This Aug 9, I will be in Shanghai. My first trip to China since BC (Before Covid). It is a coincidence that visa-free access for two weeks to Singaporeans has just been released, sending the high prices of flight tickets skyrocketing. Fortunately, my trip was planned well in advance and I have an Apec Travel Card, which means I could skip the one-month booking for a queue number and one-week visa processing time at the Chinese Embassy.

For Singaporeans who have the most visa-free access globally, let us take pride in this landmark achievement in 2023 and be grateful for the luxury of our red passport, for being citizens of this implausible little red dot, whose success in this increasingly bifurcated multipolar world should never be taken for granted.

Perhaps, this special visa-free access was the going-away gift from the Chinese ambassador to Singapore Sun Hai Yen, who only arrived last year but will be returning to a deputy ministerial role in Beijing.
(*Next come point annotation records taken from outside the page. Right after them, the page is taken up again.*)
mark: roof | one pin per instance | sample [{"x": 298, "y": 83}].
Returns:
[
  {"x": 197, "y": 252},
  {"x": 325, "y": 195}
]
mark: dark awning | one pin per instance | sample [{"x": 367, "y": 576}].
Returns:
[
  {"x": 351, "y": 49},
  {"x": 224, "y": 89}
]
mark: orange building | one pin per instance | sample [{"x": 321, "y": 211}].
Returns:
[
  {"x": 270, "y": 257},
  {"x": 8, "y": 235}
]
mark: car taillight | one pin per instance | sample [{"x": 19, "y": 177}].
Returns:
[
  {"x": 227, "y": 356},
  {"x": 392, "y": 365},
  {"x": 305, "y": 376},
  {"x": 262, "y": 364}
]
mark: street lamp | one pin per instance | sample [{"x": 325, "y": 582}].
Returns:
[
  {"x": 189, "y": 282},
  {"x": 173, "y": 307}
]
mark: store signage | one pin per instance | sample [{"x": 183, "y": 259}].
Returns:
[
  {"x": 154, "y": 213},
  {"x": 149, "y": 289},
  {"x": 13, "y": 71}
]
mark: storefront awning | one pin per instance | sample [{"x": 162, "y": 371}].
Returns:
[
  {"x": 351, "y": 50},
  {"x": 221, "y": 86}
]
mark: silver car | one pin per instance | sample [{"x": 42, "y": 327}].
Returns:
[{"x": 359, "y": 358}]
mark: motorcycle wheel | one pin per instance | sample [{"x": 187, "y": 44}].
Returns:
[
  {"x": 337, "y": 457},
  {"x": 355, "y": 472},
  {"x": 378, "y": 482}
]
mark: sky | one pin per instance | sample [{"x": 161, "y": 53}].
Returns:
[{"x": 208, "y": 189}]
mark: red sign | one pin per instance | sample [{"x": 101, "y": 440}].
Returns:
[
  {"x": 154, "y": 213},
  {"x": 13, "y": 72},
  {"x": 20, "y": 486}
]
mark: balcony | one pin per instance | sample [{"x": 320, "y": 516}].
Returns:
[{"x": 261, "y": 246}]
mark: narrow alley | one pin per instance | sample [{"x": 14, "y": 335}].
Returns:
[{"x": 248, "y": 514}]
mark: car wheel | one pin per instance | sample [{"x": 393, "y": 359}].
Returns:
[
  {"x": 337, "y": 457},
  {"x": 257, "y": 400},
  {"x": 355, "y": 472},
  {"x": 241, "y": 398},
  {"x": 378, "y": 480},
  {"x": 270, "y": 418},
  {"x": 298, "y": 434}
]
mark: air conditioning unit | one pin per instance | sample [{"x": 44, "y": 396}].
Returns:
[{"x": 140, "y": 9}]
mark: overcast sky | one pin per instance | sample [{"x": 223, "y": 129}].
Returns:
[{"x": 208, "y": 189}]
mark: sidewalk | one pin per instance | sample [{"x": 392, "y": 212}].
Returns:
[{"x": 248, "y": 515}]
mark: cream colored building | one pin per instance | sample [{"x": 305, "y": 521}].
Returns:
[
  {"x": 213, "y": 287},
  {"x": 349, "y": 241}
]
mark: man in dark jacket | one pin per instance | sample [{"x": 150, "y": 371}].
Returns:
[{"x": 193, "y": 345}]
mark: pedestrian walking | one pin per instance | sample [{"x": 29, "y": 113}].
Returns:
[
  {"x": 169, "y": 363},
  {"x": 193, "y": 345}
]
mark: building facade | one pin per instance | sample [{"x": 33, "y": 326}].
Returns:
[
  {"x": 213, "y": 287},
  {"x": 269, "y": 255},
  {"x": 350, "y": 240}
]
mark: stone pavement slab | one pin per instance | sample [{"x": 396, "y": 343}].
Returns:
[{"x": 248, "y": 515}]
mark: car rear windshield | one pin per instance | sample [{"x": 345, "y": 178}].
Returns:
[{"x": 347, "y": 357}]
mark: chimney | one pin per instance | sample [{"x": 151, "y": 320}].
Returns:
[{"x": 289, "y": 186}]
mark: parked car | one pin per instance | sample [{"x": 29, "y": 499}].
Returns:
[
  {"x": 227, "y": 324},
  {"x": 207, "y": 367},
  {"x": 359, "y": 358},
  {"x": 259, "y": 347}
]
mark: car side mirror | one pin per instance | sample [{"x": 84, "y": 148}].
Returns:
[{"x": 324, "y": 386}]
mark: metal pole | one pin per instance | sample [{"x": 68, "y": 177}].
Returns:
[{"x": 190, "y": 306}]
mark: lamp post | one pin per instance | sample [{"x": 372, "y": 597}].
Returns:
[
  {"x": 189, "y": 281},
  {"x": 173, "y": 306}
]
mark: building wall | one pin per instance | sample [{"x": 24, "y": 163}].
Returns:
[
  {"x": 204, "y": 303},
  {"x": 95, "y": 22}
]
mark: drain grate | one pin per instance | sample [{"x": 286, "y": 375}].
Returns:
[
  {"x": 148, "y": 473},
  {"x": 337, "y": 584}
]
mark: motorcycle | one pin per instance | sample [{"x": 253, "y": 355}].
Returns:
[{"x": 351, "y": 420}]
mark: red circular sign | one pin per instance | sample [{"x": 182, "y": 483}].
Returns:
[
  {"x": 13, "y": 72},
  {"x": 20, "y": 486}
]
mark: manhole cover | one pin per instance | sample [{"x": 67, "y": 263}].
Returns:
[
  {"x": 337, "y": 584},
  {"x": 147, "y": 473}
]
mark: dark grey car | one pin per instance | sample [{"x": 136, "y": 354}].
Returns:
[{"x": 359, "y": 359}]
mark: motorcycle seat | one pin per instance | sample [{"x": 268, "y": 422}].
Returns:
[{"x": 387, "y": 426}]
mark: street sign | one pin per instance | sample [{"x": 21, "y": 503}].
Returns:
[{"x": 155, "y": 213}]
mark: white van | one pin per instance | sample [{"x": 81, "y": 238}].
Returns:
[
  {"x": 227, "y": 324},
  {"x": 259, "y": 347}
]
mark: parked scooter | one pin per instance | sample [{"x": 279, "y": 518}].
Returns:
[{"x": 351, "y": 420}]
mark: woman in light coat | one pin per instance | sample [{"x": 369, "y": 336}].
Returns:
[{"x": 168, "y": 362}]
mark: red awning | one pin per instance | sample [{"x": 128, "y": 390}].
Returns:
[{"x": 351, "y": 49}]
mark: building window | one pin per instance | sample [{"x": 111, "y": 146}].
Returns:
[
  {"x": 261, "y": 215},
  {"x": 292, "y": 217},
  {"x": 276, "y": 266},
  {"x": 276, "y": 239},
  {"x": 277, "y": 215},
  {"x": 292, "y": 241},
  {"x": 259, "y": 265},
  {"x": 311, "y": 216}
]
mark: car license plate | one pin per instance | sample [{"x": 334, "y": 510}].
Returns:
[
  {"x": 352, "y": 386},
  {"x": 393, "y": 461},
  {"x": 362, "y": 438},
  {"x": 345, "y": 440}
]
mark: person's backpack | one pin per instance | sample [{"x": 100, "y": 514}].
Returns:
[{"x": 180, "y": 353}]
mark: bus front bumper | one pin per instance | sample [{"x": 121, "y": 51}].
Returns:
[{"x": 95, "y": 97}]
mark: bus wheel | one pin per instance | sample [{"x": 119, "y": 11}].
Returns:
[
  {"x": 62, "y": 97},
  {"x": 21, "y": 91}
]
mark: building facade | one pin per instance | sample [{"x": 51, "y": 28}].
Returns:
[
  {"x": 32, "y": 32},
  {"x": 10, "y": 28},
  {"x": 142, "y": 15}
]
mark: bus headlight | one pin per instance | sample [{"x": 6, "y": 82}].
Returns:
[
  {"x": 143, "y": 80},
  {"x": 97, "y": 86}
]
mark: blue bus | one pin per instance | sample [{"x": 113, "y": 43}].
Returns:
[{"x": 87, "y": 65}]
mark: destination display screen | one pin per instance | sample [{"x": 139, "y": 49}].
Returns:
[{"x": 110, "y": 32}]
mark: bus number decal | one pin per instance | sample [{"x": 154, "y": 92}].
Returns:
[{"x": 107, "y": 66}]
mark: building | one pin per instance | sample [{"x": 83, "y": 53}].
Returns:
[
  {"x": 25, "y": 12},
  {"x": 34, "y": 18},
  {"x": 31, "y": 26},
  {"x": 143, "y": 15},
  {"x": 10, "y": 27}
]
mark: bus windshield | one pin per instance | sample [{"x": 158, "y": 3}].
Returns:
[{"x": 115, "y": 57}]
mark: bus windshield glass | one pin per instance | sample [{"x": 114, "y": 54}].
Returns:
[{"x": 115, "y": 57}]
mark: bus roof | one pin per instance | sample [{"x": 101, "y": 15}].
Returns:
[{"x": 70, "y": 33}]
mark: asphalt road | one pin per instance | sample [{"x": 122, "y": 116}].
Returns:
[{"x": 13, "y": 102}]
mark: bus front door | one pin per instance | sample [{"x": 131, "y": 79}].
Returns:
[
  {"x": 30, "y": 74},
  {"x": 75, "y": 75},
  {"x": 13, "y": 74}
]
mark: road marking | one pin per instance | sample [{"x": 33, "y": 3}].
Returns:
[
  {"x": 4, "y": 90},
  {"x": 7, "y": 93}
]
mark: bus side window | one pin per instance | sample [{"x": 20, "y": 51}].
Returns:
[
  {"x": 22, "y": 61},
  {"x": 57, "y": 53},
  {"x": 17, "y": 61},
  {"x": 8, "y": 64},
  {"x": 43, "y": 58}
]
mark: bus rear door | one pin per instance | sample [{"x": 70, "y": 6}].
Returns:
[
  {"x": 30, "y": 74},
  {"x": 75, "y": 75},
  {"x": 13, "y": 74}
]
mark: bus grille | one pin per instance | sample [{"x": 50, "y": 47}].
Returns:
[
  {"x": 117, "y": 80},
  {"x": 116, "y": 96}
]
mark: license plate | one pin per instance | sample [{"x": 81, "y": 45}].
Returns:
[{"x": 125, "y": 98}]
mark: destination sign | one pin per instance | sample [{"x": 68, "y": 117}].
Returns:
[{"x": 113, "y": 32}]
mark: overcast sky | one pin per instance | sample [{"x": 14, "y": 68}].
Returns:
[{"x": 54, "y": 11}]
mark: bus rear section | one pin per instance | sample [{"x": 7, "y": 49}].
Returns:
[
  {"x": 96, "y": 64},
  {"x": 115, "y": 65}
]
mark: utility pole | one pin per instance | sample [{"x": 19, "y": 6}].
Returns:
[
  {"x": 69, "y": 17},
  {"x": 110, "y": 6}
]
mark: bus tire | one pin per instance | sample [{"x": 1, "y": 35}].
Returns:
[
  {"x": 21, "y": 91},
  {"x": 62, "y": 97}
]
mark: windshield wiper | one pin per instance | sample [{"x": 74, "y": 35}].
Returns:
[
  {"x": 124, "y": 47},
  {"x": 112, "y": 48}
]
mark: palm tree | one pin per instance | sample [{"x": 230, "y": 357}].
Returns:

I guess after ex-foreign minister Qin Gang, a supposed protege of President Xi Jinping disappeared and was removed for unspecified reasons, there were spaces to fill up in the foreign ministry. Hopefully, her return will also herald a continuation of the temporary uptick in Chinese equity markets in late July until October’s Golden Week.
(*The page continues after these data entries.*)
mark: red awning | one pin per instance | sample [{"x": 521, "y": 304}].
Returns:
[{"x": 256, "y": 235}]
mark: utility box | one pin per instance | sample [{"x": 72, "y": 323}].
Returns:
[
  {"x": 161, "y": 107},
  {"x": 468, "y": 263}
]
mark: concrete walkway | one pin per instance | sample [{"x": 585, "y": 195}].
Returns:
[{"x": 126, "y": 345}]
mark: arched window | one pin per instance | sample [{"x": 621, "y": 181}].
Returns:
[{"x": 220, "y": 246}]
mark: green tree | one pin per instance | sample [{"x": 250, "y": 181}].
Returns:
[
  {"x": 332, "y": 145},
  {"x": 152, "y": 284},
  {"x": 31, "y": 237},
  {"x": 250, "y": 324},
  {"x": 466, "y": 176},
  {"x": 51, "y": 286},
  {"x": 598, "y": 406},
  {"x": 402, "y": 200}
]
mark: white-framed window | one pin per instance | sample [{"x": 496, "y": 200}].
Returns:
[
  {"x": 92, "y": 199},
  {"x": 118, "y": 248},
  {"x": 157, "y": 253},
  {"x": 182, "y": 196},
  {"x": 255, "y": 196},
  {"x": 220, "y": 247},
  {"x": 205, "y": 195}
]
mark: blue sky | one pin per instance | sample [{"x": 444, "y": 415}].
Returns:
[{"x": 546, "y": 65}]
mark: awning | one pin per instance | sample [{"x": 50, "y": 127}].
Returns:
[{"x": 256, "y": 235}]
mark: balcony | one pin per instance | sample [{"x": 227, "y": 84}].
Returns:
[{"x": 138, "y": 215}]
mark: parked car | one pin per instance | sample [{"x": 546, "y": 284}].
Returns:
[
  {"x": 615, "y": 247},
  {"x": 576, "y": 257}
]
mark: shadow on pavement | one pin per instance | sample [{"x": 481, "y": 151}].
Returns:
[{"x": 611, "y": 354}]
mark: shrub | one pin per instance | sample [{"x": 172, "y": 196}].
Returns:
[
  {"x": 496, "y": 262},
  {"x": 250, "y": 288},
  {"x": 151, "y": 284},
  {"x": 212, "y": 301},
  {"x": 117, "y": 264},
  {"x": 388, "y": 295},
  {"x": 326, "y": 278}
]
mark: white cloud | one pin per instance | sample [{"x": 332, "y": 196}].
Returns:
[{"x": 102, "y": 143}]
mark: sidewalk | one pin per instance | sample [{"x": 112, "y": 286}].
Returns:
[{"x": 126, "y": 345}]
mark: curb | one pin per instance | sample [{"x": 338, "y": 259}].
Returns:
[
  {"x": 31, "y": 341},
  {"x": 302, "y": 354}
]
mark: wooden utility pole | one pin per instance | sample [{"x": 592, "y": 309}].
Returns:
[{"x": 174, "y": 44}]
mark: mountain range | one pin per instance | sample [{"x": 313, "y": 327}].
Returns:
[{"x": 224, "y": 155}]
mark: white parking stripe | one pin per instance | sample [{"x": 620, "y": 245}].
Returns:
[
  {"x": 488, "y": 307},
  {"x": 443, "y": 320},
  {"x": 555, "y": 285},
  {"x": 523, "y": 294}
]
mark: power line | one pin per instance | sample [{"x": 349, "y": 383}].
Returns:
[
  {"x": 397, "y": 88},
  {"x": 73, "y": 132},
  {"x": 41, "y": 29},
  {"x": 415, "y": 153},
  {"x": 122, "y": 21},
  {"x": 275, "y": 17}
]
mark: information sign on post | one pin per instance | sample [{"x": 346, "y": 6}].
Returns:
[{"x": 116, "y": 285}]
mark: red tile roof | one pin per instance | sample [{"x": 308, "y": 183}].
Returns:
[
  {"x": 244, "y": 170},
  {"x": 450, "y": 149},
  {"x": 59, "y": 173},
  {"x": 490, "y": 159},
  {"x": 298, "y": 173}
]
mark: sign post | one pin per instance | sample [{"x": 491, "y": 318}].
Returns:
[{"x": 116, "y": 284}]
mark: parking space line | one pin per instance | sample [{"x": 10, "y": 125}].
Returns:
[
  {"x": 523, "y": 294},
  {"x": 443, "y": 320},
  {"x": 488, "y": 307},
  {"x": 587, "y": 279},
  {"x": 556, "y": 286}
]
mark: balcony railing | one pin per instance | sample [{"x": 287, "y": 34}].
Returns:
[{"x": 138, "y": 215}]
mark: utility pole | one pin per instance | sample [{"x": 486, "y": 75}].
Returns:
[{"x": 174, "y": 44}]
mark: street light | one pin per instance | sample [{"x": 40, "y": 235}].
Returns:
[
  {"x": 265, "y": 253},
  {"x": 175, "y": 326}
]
In my 25-year corporate career past, I have found myself many times on Aug 9 in a far-flung country either pitching a deal, negotiating with a partner or signing an MOU to bring business and investments into Singapore. For me, business travel is not quite all that glamorous as it is made out to be. It is normally a rush and blur between the airport, traffic jams, and offices. This time, I will be in China for a board meeting for YZJ Financial Holdings (YZFH), which was listed last year after being spun out from YZJ Shipbuilding. YZFH’s stated purpose was to diversify and invest through Singapore and has since partnered with other global funds including Heliconia and EDBI.
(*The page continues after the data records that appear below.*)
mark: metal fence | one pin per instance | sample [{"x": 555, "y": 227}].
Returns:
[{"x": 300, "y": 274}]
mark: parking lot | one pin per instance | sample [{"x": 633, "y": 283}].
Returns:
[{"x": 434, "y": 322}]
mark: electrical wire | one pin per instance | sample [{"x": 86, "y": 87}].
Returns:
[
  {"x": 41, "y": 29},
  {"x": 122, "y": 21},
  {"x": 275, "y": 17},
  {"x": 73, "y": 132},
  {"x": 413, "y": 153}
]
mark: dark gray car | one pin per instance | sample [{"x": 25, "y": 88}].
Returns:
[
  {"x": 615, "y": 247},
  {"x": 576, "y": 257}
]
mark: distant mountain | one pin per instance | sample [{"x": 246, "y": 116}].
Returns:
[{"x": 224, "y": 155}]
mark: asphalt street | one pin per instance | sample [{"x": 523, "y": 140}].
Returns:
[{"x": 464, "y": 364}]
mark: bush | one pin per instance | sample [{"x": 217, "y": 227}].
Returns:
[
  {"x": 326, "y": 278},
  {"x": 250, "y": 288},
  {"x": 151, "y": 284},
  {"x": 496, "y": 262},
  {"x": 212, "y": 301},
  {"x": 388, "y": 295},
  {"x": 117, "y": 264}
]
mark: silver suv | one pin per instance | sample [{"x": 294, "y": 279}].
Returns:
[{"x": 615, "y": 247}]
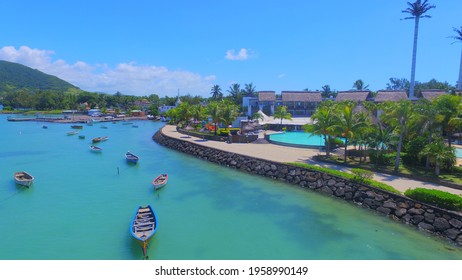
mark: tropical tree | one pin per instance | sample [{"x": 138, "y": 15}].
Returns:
[
  {"x": 213, "y": 110},
  {"x": 323, "y": 123},
  {"x": 348, "y": 122},
  {"x": 249, "y": 90},
  {"x": 458, "y": 38},
  {"x": 216, "y": 92},
  {"x": 417, "y": 10},
  {"x": 281, "y": 113},
  {"x": 439, "y": 153},
  {"x": 399, "y": 114},
  {"x": 359, "y": 85},
  {"x": 235, "y": 93},
  {"x": 428, "y": 119},
  {"x": 449, "y": 107}
]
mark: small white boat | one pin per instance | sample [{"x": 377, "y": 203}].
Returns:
[
  {"x": 160, "y": 181},
  {"x": 23, "y": 178},
  {"x": 96, "y": 149},
  {"x": 131, "y": 157}
]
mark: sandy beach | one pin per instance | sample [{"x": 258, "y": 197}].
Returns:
[{"x": 278, "y": 153}]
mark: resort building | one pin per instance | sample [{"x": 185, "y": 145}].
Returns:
[
  {"x": 301, "y": 103},
  {"x": 354, "y": 95},
  {"x": 390, "y": 95},
  {"x": 429, "y": 94}
]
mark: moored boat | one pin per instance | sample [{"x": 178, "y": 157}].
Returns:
[
  {"x": 23, "y": 178},
  {"x": 131, "y": 157},
  {"x": 144, "y": 226},
  {"x": 96, "y": 149},
  {"x": 160, "y": 181}
]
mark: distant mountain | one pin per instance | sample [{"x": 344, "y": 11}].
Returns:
[{"x": 14, "y": 76}]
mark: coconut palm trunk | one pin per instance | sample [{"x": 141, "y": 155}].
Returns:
[
  {"x": 459, "y": 82},
  {"x": 414, "y": 58}
]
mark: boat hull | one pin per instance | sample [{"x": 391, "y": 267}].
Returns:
[
  {"x": 23, "y": 179},
  {"x": 143, "y": 226}
]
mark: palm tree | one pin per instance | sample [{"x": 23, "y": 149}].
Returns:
[
  {"x": 281, "y": 113},
  {"x": 323, "y": 123},
  {"x": 213, "y": 110},
  {"x": 428, "y": 120},
  {"x": 348, "y": 122},
  {"x": 399, "y": 114},
  {"x": 440, "y": 153},
  {"x": 417, "y": 10},
  {"x": 359, "y": 85},
  {"x": 458, "y": 37},
  {"x": 229, "y": 112},
  {"x": 235, "y": 92},
  {"x": 216, "y": 92}
]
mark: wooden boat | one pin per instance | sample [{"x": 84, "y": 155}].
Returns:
[
  {"x": 131, "y": 157},
  {"x": 73, "y": 132},
  {"x": 96, "y": 149},
  {"x": 23, "y": 178},
  {"x": 144, "y": 226},
  {"x": 160, "y": 181}
]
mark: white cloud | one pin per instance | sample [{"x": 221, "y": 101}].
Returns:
[
  {"x": 243, "y": 54},
  {"x": 128, "y": 78}
]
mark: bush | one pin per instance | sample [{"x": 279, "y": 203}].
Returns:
[
  {"x": 362, "y": 175},
  {"x": 436, "y": 197}
]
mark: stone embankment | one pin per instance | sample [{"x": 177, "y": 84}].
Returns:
[{"x": 400, "y": 208}]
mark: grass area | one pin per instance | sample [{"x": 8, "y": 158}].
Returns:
[
  {"x": 453, "y": 176},
  {"x": 348, "y": 176}
]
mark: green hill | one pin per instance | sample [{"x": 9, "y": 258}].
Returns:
[{"x": 14, "y": 76}]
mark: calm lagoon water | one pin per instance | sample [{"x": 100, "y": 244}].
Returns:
[{"x": 81, "y": 204}]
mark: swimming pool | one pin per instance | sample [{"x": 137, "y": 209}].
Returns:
[{"x": 299, "y": 139}]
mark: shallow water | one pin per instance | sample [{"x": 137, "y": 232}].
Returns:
[{"x": 81, "y": 204}]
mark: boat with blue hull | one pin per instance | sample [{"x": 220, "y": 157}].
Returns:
[
  {"x": 131, "y": 157},
  {"x": 143, "y": 226}
]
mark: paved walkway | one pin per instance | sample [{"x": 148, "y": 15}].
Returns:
[{"x": 289, "y": 154}]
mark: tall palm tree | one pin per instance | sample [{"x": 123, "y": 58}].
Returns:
[
  {"x": 417, "y": 10},
  {"x": 216, "y": 92},
  {"x": 214, "y": 111},
  {"x": 399, "y": 114},
  {"x": 235, "y": 92},
  {"x": 281, "y": 113},
  {"x": 249, "y": 90},
  {"x": 440, "y": 153},
  {"x": 458, "y": 37},
  {"x": 348, "y": 122},
  {"x": 359, "y": 85}
]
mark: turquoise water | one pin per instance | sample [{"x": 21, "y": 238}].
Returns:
[
  {"x": 298, "y": 138},
  {"x": 80, "y": 206}
]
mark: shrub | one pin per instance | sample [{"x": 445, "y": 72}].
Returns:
[
  {"x": 362, "y": 175},
  {"x": 436, "y": 197}
]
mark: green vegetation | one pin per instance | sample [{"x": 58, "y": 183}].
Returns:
[
  {"x": 346, "y": 175},
  {"x": 14, "y": 76},
  {"x": 436, "y": 197}
]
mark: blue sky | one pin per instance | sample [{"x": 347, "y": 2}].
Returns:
[{"x": 151, "y": 46}]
As I am semi-retired, I look forward to meeting up with old colleagues and friends, and learning first-hand how severe the economic issues we hear about are. However, I am most looking forward to celebrating with fellow Singaporeans at Shanghai Counsulate’s NDP23 event on Aug 8. Perhaps, I may even have the chance to taste a bit of chwee kueh, chicken rice and kopi-o even though I am away from home.

See also: Staying grounded while flying mile-high

I will always recall the city
Know every street and shore
Sail down that river which brings us life
Winding through my Singapore

Having grown up on a diet of National Day songs including Stand up for Singapore, Count on me Singapore and One people, one nation, one Singapore, I was not prepared for Dick Lee’s Home (whose lyrics I display here), first released in 1998 and sung by Kit Chan, which moved us from patriotic jingoism to heartfelt emotional expression.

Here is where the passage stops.